Let \(Y\) be the number of successes throughout \(n\) independent repetitions of a random experiment with probability of success \(p=\frac{1}{4}\). Determine the smallest value of \(n\) so that \(P(1 \leq Y) \geq 0.70\)

Short answer

The smallest number of independent repetitions 'n' so that the probability of at least 1 success is greater than or equal to 0.70 is 4.

Step-by-step solution

Use the Complementary Rule

We start by using the formula for the probability of exactly 'k' successes in 'n' repetitions of a binomial experiment. This is given by \(P(Y=k) = C(n, k) * p^k * (1-p)^{n-k}\) where 'n' is the number of experiments, 'k' is the number of successes, 'p' is the probability of success, and 'C(n, k)' is the binomial coefficient.

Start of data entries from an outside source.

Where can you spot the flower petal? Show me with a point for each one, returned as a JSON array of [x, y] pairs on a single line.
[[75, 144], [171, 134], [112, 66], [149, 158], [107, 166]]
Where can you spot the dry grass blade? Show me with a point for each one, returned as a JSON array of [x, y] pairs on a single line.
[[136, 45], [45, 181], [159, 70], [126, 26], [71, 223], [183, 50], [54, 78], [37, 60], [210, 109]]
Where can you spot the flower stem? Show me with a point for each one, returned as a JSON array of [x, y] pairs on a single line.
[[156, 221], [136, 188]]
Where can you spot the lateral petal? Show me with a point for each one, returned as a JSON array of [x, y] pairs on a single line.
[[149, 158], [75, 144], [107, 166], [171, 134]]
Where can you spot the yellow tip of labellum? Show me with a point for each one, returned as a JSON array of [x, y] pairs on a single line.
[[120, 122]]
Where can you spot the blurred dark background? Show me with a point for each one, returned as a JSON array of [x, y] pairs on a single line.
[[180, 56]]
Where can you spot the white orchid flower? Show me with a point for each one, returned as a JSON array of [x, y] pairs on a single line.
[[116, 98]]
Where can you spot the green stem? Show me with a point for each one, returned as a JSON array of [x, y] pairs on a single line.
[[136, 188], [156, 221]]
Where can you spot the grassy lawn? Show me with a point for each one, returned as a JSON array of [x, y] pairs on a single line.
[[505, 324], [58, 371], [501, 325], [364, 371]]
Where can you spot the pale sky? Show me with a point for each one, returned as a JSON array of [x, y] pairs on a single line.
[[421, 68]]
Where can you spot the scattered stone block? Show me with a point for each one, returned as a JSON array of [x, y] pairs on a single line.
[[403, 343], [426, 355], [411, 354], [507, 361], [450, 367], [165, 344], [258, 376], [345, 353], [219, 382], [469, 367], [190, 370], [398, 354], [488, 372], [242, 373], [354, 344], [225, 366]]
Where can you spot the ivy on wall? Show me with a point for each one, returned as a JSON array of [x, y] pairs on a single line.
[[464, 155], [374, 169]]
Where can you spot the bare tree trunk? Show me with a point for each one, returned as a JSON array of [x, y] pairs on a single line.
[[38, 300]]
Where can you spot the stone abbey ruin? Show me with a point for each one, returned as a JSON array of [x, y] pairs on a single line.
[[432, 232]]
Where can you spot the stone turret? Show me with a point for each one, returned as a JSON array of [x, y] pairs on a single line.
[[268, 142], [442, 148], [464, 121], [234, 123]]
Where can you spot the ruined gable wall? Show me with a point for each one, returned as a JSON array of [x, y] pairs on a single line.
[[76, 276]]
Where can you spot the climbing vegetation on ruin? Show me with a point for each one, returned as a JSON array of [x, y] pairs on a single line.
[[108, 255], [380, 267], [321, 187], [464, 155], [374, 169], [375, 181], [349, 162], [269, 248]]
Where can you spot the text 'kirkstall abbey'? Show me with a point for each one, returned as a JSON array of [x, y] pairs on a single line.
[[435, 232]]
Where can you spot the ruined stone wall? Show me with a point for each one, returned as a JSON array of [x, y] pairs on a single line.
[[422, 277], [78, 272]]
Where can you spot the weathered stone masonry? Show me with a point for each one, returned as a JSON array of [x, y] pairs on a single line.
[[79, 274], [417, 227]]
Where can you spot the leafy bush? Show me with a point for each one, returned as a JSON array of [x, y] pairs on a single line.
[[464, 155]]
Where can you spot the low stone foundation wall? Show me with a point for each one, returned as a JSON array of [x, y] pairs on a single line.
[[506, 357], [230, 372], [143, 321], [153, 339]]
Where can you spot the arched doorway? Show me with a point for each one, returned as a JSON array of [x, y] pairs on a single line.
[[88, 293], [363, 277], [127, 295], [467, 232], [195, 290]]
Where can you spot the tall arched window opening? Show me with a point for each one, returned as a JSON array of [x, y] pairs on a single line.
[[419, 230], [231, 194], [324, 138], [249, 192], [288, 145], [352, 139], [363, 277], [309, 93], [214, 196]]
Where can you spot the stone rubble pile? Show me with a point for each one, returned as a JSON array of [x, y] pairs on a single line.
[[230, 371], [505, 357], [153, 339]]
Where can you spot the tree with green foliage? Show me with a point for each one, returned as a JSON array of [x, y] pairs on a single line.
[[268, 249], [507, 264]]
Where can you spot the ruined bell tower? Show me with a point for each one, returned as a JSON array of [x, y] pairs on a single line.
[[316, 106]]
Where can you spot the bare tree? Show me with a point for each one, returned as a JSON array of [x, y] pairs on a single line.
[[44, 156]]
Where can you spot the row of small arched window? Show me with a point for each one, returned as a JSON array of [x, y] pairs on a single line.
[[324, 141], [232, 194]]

Then we use the Complementary Rule which states that P(A')=1-P(A) to calculate 'P(1≤Y)=1-P(Y=0)'.

Compute P(Y=0)

Now, we substitute 'k' with '0' in the previously mentioned formula, and obtain \(P(Y=0)=C(n, 0) * p^0 * (1-p)^{n-0}= (1-p)^n \). In our case, p=1/4, so \(P(Y=0)=(1-1/4)^n= (3/4)^n \).

Solving for n

By setting the inequality \(1-P(Y=0)=1- (3/4)^n ≥ 0.70\), we can solve for 'n'. It simplifies to \( (3/4)^n ≤ 0.30\). This inequality doesn't have an exact solution because 'n' must be an integer. In such cases, we round up to the next highest integer.

Calculate the smallest 'n' that satisfies the inequality.

Solving the inequality \( (3/4)^n ≤ 0.30\), we find that n is approximately 3.11. But since 'n' must be an integer, the smallest number of independent repetitions is 4.